General Conference Day Three

It takes time and effort to be a global church.  I am sitting in legislative committee today.  We have people who speak a variety of languages and come from a variety of backgrounds.  Just moving through the organizational process took significant time because we needed to make sure our translators had time to interpret so everyone could participate fully.  We spent a generous amount of time to introduce the members of the committee to each other so we would have a sense of who is sitting in the circle, where each comes from and some of their story.  It was important foundational work for building relationships in order to work together.

I am person who likes to think fast, talk fast and move fast.  There were moments I was frustrated by how long everything was taking.  But I have been on the other side of the coin as well where I have been the non-primary language speaker, and the needing the hospitality of the group in order to be able to contribute my voice fully.

I believe this is one of the key challenges we face as a United Methodist Church.  The world is moving fast, and we, as a church, are having a hard time keeping up with changes sweeping across the landscape.  I long for a church that is more nimble, agile, and flexible which requires thinking on your feet and taking action without having study committee after study committee.
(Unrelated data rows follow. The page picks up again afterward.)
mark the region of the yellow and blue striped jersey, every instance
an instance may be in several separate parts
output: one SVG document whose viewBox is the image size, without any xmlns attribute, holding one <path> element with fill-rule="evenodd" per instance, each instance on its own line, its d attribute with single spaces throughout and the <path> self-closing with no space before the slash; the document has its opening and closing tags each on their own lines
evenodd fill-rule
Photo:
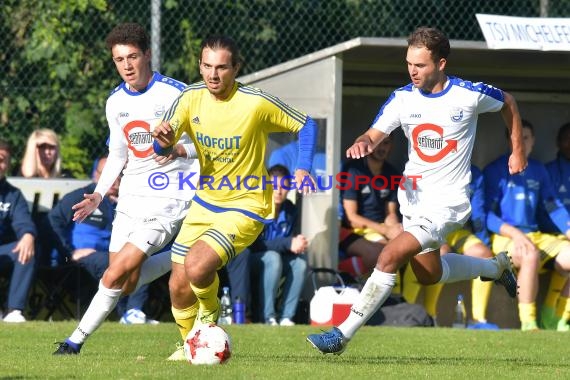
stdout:
<svg viewBox="0 0 570 380">
<path fill-rule="evenodd" d="M 176 133 L 194 141 L 201 172 L 194 201 L 214 212 L 235 210 L 273 219 L 273 187 L 265 168 L 269 133 L 297 133 L 307 120 L 278 98 L 236 82 L 216 100 L 204 82 L 188 86 L 165 114 Z"/>
</svg>

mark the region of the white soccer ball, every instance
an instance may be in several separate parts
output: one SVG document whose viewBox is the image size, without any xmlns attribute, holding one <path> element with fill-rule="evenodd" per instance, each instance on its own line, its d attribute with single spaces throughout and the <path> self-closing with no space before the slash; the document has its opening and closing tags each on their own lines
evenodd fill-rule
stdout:
<svg viewBox="0 0 570 380">
<path fill-rule="evenodd" d="M 192 364 L 223 364 L 231 356 L 230 336 L 216 324 L 198 324 L 184 340 L 184 355 Z"/>
</svg>

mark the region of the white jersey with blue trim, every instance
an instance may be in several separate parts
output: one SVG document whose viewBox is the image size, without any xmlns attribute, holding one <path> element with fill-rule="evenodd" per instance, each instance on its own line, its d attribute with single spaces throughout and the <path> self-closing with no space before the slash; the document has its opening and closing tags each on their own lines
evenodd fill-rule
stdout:
<svg viewBox="0 0 570 380">
<path fill-rule="evenodd" d="M 425 93 L 409 84 L 394 91 L 372 128 L 391 133 L 402 127 L 408 138 L 410 203 L 461 204 L 469 199 L 471 153 L 480 113 L 499 111 L 503 92 L 484 83 L 449 77 L 443 91 Z"/>
<path fill-rule="evenodd" d="M 184 83 L 155 72 L 144 92 L 131 91 L 123 82 L 109 96 L 106 106 L 110 129 L 109 158 L 105 168 L 109 164 L 120 164 L 122 168 L 126 163 L 119 188 L 121 197 L 140 195 L 180 200 L 193 197 L 192 186 L 179 189 L 179 183 L 180 176 L 185 178 L 191 173 L 195 173 L 192 177 L 195 183 L 199 175 L 198 160 L 178 158 L 159 165 L 153 157 L 152 147 L 152 131 L 185 88 Z M 179 143 L 191 144 L 191 141 L 186 135 Z M 108 189 L 116 178 L 105 172 L 97 192 Z"/>
</svg>

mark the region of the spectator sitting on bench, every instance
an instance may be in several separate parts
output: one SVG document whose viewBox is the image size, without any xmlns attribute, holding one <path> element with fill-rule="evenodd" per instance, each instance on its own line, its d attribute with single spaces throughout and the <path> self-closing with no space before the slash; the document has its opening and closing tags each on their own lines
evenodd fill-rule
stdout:
<svg viewBox="0 0 570 380">
<path fill-rule="evenodd" d="M 8 143 L 0 140 L 0 272 L 11 271 L 8 312 L 3 321 L 25 322 L 22 312 L 34 279 L 37 232 L 22 192 L 6 180 L 11 156 Z"/>
<path fill-rule="evenodd" d="M 48 214 L 49 223 L 53 230 L 54 244 L 59 254 L 66 259 L 78 262 L 83 268 L 99 280 L 109 266 L 109 243 L 111 227 L 117 203 L 119 182 L 115 181 L 103 198 L 101 204 L 83 222 L 73 221 L 72 206 L 83 200 L 84 194 L 91 194 L 107 162 L 101 157 L 94 165 L 93 183 L 72 191 Z M 117 304 L 117 313 L 124 324 L 158 323 L 146 317 L 142 311 L 148 299 L 148 284 L 141 286 L 136 292 Z"/>
<path fill-rule="evenodd" d="M 26 178 L 73 177 L 61 168 L 59 137 L 53 130 L 42 128 L 30 134 L 20 172 Z"/>
</svg>

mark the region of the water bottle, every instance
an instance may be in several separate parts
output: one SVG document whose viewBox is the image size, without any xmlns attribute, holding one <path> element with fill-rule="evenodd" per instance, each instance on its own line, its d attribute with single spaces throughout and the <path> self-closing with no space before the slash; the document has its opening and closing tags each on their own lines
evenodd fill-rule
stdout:
<svg viewBox="0 0 570 380">
<path fill-rule="evenodd" d="M 234 302 L 234 323 L 236 325 L 245 323 L 245 303 L 240 297 L 236 297 Z"/>
<path fill-rule="evenodd" d="M 467 327 L 467 315 L 465 313 L 465 302 L 463 302 L 463 295 L 459 294 L 457 296 L 457 303 L 455 304 L 455 313 L 453 324 L 451 325 L 453 328 L 460 328 L 464 329 Z"/>
<path fill-rule="evenodd" d="M 231 325 L 233 319 L 232 299 L 230 298 L 230 288 L 222 288 L 222 298 L 220 299 L 219 325 Z"/>
</svg>

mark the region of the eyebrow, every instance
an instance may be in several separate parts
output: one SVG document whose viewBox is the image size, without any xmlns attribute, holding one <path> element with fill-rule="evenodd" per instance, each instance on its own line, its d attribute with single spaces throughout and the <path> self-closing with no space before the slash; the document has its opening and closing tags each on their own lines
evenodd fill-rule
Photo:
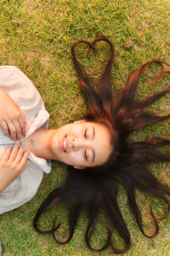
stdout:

And yet, if we truly are going to be a global church with full participation and not just in name only, then we need to take the time to listen, to build community and to bring our varied perspectives and history.

I don’t know how to reconcile these two.  Many days I feel like we don’t have the luxury of time.  If we do not make significant radical change, I am not sure we will still be here.  The aging and shrinking of our congregations is going to create a financial crisis that is heading toward us like a speeding bullet.  And the implications of that is not just for the US church, but will have ramifications world wide.  But without time, to thoughtfully and prayerfully discern God’s leading and the building of the community, what kind of church will be be and how will we decide well what changes to make?

A Way of Life

General Conference Day Two

In the laity address, one of the speakers talked about his personal health transformation.  He is a doctor and he said that his patients did not take him seriously about his advice on diet and exercise as they saw that he was not living it himself.  But once he lost the weight and totally remade his health habits, he noted that his patients began asking him what he was doing.  He didn’t need to preach, just embody the change for change to happen.

I can relate to that.  I underwent my own health transformation, losing 75 pounds, and maintaining my healthy way of life for close to two years now.  What has surprised me the most is how many people have told me that I have been an inspiration to them and they started on their own journey as well.  Now, I have not kept my story a secrett, but neither was I preaching to everyone I meet about why they need to exercise and practice portion control.  The visible changes in my life spoke for itself.

So what I have learned about this process of transformation is that it is hard work and a daily discipline.  I got the sense as people asked me what I did to lose the weight, they were looking for some secret that would change everything for them.  I simply said I ate less and exercised more, and I did it as a way of life.  They seemed disappointed with my answer.  They already knew that, but for some reason, were not ready or able to commit to it.  There is no quick fix to transformation.  It is choosing to do different things and to do them everyday.  And that was my biggest aha as I moved into maintenance.  I could not go back to the way it was before.  I had to keep doing what I had done to lose the weight to keep it off.  I had to choose these habits for my life…which is why I was out running at 6am this morning even when we have 13 hour days here.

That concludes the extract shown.